Senza Juliette, una delle prime donne imprenditrici della Storia, che riconobbe le potenzialità dell’uva Nebbiolo e ne affinò la vinificazione, probabilmente niente di tutto questo sarebbe accaduto, e il vino prodotto con l’uva Nebbiolo sarebbe rimasto come in passato: dolce e frizzante.
Invece adesso possiamo gustarlo al pieno delle sue potenzialità: “un grande vino, nobile nella struttura, potente, austero e, finalmente, dopo un lungo affinamento in botte, armonico ed elegante.”
Diventando presto un vino apprezzatissimo in tutta Europa, arriviamo al 1929, quando la famiglia Abbona acquista dall’Opera Pia Barolo le tenute e le storiche cantine dei Marchesi di Barolo.
E dopo 4 generazioni gli Abbona si prendono ancora cura di questo tesoro inestimabile, con amore e dedizione. Ed è impossibile non capirlo subito dalla passione con cui Valentina ci racconta questa storia.
E tra le enormi e secolari botti di legno si cela in una solenne teca di vetro la preziosa testimonianza della storia di questa tenuta: la bottiglia più antica della cantina, datata 1895. Quanto vorremmo che fosse possibile assaggiarla!
Tornati in superficie conosciamo altri due membri della famiglia: mamma Anna e il fratello Davide.

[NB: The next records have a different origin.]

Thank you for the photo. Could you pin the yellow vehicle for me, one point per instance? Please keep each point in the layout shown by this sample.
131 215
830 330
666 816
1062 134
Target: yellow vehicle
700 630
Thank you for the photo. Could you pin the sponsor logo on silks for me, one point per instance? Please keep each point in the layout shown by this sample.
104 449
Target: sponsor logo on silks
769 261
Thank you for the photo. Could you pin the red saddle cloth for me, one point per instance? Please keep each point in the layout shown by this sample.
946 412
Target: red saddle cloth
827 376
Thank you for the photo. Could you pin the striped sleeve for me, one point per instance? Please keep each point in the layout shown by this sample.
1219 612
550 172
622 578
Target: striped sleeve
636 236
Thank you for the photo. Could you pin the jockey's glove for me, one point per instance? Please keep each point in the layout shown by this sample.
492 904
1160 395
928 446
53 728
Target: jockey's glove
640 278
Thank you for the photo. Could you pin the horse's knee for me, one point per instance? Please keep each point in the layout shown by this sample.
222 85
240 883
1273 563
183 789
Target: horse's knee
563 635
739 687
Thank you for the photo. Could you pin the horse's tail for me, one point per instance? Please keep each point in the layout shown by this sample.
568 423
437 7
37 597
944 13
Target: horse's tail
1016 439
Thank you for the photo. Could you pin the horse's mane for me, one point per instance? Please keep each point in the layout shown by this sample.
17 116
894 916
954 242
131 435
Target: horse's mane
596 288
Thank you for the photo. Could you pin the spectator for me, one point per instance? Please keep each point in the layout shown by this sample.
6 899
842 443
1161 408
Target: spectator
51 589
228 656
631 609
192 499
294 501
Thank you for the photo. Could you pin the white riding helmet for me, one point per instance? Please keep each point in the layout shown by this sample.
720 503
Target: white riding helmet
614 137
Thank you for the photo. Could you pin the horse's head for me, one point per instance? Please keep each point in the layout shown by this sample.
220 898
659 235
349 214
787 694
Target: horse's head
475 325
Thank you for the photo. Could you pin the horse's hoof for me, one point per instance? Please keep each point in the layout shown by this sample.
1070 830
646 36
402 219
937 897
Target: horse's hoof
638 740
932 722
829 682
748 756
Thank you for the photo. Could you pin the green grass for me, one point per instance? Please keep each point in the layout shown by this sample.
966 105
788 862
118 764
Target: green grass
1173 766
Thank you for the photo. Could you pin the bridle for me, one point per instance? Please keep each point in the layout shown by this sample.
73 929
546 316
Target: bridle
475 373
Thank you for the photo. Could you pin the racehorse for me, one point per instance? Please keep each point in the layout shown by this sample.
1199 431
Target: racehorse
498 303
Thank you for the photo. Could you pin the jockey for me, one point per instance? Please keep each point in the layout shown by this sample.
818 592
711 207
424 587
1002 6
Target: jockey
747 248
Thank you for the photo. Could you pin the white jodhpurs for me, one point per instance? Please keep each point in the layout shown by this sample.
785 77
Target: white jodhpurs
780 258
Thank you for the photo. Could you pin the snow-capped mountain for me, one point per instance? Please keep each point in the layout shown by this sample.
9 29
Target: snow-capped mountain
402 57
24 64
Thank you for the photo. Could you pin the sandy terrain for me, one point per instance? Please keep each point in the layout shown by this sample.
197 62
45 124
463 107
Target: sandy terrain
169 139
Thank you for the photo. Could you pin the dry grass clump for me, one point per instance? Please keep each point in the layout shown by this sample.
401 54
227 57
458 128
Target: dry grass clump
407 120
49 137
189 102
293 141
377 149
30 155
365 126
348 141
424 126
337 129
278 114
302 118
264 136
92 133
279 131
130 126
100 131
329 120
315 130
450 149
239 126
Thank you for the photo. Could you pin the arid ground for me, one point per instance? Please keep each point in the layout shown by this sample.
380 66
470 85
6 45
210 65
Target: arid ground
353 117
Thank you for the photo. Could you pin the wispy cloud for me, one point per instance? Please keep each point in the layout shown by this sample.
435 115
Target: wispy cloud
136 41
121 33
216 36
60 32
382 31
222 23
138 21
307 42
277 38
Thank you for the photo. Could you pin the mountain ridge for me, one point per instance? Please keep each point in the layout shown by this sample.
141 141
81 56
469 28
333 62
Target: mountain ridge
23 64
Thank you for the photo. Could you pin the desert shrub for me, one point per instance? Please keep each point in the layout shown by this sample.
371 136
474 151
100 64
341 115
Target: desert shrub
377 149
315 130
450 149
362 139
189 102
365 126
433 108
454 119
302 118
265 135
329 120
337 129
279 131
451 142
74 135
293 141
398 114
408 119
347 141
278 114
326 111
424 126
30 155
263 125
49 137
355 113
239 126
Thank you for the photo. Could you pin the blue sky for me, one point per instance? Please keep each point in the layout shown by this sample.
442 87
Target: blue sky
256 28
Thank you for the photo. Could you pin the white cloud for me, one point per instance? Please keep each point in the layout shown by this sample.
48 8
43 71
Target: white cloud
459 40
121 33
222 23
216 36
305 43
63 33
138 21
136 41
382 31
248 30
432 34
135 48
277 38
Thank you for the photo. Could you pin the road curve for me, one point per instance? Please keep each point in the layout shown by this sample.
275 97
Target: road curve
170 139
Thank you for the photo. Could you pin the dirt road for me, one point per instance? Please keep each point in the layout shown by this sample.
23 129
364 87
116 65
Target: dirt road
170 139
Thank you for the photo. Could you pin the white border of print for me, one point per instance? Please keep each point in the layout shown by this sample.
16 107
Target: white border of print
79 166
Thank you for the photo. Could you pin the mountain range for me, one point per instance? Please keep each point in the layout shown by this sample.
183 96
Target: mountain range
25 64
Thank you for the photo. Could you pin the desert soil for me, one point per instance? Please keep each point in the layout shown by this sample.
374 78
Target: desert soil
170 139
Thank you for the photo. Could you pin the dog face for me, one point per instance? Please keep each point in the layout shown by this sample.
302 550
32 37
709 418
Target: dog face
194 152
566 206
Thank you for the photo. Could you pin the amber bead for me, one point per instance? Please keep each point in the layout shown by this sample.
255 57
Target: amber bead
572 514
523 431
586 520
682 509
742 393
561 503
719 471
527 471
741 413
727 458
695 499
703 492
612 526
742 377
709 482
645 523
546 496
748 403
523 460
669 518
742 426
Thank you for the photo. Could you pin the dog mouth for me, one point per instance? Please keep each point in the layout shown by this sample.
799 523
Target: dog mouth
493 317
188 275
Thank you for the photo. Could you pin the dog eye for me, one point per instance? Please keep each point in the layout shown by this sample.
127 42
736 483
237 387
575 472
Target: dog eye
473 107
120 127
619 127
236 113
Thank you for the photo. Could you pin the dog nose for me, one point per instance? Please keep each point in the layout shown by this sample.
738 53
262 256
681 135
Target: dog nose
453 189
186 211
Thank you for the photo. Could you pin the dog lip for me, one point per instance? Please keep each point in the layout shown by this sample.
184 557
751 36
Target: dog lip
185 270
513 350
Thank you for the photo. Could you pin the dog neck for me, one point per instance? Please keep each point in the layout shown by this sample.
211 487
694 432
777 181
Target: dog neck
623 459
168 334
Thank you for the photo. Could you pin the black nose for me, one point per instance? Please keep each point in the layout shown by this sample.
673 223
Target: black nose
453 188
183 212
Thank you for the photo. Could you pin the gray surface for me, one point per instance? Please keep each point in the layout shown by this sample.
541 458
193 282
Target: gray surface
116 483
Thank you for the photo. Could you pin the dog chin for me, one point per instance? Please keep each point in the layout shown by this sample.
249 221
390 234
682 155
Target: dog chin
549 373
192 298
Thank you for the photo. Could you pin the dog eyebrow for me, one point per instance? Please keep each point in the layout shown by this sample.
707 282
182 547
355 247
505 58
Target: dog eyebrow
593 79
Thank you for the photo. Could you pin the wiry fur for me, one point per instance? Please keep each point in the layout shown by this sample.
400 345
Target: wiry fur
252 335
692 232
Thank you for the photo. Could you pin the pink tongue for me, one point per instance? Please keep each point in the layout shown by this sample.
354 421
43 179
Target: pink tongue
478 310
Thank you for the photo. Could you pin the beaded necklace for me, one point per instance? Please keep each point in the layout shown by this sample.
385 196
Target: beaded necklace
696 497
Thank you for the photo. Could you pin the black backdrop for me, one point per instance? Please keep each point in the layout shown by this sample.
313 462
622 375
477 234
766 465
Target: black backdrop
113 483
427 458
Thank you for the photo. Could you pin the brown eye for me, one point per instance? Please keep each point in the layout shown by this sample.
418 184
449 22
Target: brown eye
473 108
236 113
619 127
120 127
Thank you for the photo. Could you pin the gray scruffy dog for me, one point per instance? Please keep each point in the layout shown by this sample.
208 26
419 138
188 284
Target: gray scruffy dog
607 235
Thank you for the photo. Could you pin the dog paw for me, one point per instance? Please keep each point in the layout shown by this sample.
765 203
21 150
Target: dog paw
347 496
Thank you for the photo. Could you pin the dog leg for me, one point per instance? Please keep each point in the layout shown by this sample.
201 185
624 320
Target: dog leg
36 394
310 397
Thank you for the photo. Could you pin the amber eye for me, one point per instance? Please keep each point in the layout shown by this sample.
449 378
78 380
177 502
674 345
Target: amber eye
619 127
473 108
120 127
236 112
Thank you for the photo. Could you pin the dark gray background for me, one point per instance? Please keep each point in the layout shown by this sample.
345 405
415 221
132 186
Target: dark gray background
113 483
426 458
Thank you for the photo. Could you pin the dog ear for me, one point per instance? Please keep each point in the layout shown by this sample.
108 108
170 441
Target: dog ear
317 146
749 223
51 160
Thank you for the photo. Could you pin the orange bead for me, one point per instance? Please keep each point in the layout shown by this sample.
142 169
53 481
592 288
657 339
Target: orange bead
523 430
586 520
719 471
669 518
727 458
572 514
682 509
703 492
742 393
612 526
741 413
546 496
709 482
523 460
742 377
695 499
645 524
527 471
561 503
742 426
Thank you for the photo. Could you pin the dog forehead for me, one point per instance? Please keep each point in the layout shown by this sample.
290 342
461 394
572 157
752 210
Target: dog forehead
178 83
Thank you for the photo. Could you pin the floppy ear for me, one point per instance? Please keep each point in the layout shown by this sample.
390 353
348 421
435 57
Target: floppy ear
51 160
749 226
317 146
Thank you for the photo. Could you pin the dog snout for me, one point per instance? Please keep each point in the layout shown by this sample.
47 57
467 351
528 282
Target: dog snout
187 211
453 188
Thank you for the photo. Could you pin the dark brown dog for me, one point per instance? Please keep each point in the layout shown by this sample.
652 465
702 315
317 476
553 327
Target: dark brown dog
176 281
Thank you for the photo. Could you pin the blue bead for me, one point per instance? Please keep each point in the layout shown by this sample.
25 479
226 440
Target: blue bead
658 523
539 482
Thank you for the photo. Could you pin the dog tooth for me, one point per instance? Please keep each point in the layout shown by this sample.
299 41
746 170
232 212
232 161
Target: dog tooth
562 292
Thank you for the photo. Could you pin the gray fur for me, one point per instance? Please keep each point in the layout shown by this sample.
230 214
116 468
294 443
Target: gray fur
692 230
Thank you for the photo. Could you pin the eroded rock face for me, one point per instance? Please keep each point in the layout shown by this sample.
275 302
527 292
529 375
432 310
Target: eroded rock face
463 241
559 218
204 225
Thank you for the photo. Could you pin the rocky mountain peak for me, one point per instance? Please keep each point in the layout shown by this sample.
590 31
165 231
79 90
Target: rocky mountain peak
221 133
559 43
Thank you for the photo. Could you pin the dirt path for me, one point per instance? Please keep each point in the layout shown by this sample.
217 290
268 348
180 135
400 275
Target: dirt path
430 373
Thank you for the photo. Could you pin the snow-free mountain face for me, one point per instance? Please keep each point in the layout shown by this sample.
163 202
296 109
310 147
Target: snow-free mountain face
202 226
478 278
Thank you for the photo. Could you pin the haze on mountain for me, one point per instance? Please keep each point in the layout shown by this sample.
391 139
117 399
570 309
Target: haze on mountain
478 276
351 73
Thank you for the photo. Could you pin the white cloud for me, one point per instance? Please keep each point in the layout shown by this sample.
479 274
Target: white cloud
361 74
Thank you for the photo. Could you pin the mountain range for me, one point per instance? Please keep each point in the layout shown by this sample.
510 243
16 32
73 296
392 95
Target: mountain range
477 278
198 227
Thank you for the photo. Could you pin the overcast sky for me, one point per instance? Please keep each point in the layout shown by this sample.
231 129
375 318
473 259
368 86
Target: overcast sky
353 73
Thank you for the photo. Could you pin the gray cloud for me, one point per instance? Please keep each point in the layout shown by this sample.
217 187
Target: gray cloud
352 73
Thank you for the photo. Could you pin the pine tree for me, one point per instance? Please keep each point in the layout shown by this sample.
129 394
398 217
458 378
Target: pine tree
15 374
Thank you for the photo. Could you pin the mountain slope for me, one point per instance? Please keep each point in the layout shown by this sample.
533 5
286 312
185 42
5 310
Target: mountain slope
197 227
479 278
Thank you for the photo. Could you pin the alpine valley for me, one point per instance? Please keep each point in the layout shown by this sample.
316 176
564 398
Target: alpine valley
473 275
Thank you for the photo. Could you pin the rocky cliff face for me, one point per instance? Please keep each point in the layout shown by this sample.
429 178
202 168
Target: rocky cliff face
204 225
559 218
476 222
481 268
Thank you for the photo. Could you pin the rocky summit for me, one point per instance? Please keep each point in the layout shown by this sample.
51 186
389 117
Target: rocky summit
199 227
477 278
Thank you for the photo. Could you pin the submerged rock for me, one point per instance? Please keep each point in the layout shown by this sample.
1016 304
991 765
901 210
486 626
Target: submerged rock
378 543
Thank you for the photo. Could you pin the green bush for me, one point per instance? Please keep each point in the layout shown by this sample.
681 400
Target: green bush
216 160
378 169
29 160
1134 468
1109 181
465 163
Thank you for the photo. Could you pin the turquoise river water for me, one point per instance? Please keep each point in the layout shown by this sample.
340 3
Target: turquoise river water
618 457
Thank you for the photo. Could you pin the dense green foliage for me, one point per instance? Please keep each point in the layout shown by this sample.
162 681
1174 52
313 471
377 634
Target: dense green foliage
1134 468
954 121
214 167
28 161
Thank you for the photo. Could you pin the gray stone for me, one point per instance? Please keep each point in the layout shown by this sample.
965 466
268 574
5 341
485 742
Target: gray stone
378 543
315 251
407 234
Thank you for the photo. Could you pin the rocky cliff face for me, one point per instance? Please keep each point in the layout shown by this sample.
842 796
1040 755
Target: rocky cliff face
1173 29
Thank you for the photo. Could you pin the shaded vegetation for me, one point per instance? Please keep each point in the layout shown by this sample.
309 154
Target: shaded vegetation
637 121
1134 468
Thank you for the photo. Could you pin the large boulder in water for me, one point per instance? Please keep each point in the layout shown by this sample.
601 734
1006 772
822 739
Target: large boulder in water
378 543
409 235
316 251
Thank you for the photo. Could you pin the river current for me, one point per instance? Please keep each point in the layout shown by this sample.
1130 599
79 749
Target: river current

Se c’è una cosa che non manca in famiglia è decisamente il sorriso.
“Abbiamo pensato di invitarvi a un picnic in vigna a base di hamburger di Fassona”
Mozione approvata.
I filari del vigneto Cannubi sono a 5 minuti dalla cantina (anche se la tenuta possiede altri tre appezzamenti su colline limitrofe, ognuno con le proprie uniche caratteristiche di terroir: Serragrilli, Sarmassa e Coste di Rose). Ovviamente è tutto squisito, la location magnifica e il Barbera che ci viene offerto per accompagnare la carne fa-vo-lo-so.
Dopo la piacevole escursione, mentre diamo un’occhiata alla vineria della tenuta, ci raggiunge anche papà Ernesto (che oltre ad essere l’amministratore della cantina è anche Presidente dell’Unione Italiana Vini).
Ci aspettavamo un uomo austero e solenne. E invece, sarà un vizio di famiglia, mentre si gustava i suoi amati tajarin al ragù (che non avrebbe mai sostituito con i panini che ci siamo gustati in vigna), siamo rimasti affascinat* dalla sua personalità vivace e accogliente e dai suoi innumerevoli aneddoti sulla storia di Barolo e sulle esperienze di una vita dedicata al vino (che non riporteremo per rispetto della privacy).
Dopo una piccola pausa rinfrescante a base di Moscato d’Asti Zagara, ghiaccio, lime e menta (non potete capire quanto sia buono, altro che mojito), ci prepariamo al gran finale di questa giornata incredibile.
Ernesto e Valentina ci fanno strada e attraversiamo una porta che cela una nuova sorpresa che non ci aspettavamo. Con la temperatura che scende improvvisamente di almeno 10 gradi, si staglia dinanzi a noi la collezione privata della tenuta, oltre 30.000 bottiglie di Barolo, a partire da rari millesimi dell’Ottocento sino a quelli più recenti, conservate proprio nel luogo in cui sono nate.
La vera ciliegina su una torta di cui non ci sazieremmo mai.